Intravascular RBC rupture releases Hb and CA1, of which, the former is reclaimed, and the latter is filtered across the glomerular barrier (Figure 1A). We postulate that this event can be detected as CA1-positive, Hb-negative urine. A confounding source of CA1 is urogenital bleeding (eg, menstruation and injury), but this would be distinguishable by a stoichiometric release of Hb. To relate urinary CA1 and Hb excretion with hemolytic severity across diverse populations and triggers, URICA2 (Urinary excretion of Carbonic Anhydrase Study 2; supplemental Figure 1A) enrolled 234 participants across the United Kingdom (Oxford and London), Bangladesh (Chattogram and Ramu), and Peru (Loreto region). In Oxford, 75 adults were recruited, including 56 self-reported healthy volunteers (supplemental Table 1) and 19 patients predisposed to hemolysis attending inherited anemia clinics (supplemental Table 2). To examine early postnatal dynamics, 32 newborns were recruited among neonatal intensive care unit (NICU) admissions (supplemental Figure 1B; supplemental Tables 3 and 4). A wide range of hemolytic risk was covered by the Bangladeshi cohort of children (age of ≥10 years) and adults, comprising 30 complicated and 20 uncomplicated cases of Plasmodium falciparum malaria, alongside 5 healthy controls (supplemental Figure 1C; supplemental Table 5).
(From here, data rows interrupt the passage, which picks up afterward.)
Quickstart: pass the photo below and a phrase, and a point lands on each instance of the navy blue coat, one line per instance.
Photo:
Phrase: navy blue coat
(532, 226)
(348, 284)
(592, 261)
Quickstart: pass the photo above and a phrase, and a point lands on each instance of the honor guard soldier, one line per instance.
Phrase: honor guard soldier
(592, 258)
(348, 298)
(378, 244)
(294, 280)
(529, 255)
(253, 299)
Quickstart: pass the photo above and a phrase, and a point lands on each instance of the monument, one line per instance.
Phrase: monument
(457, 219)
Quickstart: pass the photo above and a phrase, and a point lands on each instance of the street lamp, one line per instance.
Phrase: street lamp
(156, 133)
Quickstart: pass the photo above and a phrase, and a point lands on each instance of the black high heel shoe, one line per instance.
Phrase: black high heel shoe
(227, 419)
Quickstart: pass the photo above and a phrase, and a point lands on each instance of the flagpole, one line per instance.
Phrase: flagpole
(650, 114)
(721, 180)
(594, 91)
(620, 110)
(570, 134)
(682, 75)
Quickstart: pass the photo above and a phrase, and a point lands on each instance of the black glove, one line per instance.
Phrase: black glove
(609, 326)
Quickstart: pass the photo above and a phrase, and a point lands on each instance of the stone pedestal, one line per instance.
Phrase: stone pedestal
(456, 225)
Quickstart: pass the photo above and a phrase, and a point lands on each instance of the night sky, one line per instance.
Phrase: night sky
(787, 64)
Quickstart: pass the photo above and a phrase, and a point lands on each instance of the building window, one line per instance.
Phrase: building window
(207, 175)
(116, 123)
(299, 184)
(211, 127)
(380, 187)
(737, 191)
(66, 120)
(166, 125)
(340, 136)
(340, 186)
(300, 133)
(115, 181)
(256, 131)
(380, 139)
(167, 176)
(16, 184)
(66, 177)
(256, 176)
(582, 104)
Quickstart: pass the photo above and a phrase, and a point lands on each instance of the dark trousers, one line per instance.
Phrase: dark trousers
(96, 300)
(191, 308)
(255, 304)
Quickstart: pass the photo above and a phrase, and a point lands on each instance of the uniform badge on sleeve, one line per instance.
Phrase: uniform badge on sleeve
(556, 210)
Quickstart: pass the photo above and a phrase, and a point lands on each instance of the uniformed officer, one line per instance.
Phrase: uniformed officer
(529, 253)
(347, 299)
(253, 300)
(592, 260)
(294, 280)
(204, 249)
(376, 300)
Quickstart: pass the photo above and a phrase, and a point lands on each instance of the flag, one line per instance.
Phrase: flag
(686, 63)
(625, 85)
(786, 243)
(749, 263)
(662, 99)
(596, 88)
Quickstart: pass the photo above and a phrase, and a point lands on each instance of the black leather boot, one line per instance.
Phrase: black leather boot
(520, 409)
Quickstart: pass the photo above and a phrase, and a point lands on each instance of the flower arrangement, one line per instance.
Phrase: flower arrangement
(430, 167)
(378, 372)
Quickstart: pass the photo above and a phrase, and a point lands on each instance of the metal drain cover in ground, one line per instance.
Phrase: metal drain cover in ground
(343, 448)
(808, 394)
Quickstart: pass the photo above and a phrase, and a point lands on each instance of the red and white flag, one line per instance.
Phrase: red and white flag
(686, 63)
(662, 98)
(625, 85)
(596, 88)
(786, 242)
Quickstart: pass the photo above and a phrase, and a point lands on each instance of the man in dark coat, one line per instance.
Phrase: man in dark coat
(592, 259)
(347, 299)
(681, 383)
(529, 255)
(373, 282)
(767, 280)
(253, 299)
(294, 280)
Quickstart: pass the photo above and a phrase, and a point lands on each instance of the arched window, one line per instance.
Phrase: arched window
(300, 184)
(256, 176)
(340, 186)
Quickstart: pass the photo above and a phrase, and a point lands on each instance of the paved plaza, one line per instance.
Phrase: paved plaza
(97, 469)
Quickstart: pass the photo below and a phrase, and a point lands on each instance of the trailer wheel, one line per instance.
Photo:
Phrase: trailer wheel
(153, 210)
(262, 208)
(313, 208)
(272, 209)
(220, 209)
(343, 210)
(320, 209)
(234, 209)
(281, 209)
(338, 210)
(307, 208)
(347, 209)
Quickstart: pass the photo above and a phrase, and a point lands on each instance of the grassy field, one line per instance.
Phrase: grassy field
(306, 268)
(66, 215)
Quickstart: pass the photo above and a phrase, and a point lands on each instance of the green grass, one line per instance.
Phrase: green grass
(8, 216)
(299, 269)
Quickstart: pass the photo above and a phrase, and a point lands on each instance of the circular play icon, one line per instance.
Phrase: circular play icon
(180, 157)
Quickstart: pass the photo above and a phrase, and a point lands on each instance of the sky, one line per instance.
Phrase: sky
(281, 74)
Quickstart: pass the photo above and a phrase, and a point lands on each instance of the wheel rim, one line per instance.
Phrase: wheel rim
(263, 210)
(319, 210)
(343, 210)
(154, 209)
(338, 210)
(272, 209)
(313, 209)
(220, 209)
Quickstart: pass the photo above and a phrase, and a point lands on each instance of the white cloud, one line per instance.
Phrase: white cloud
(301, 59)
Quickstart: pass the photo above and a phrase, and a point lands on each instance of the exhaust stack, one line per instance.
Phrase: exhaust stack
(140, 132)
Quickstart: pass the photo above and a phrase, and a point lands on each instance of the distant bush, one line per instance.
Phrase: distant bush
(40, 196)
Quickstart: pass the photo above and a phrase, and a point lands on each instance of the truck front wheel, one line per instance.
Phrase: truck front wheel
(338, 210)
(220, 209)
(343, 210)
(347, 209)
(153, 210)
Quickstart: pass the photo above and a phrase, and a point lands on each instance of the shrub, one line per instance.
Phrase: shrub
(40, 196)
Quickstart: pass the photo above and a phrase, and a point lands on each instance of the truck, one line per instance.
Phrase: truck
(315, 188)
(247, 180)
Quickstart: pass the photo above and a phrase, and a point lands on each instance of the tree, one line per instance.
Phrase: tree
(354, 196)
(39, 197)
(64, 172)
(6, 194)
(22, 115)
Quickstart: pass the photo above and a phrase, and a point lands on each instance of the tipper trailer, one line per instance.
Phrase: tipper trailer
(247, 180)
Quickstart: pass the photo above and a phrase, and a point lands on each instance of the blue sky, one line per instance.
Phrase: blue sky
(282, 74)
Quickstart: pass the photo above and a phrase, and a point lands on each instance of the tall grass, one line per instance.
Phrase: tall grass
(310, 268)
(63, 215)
In addition, this cohort is well suited to assess blood contamination as a confounder because urine samples from 28 complicated and 3 uncomplicated cases were collected via a Foley catheter, a method that can cause urogenital bleeding (supplemental Figure 1D). Finally, to evaluate urinary CA1 excretion in an undifferentiated group of conditions, urine samples were obtained from 72 adults attending health clinics for various reasons in Peru’s Loreto region, where P vivax malaria is endemic (supplemental Figure 1E; supplemental Table 6).

Figure 1.

Figure 1.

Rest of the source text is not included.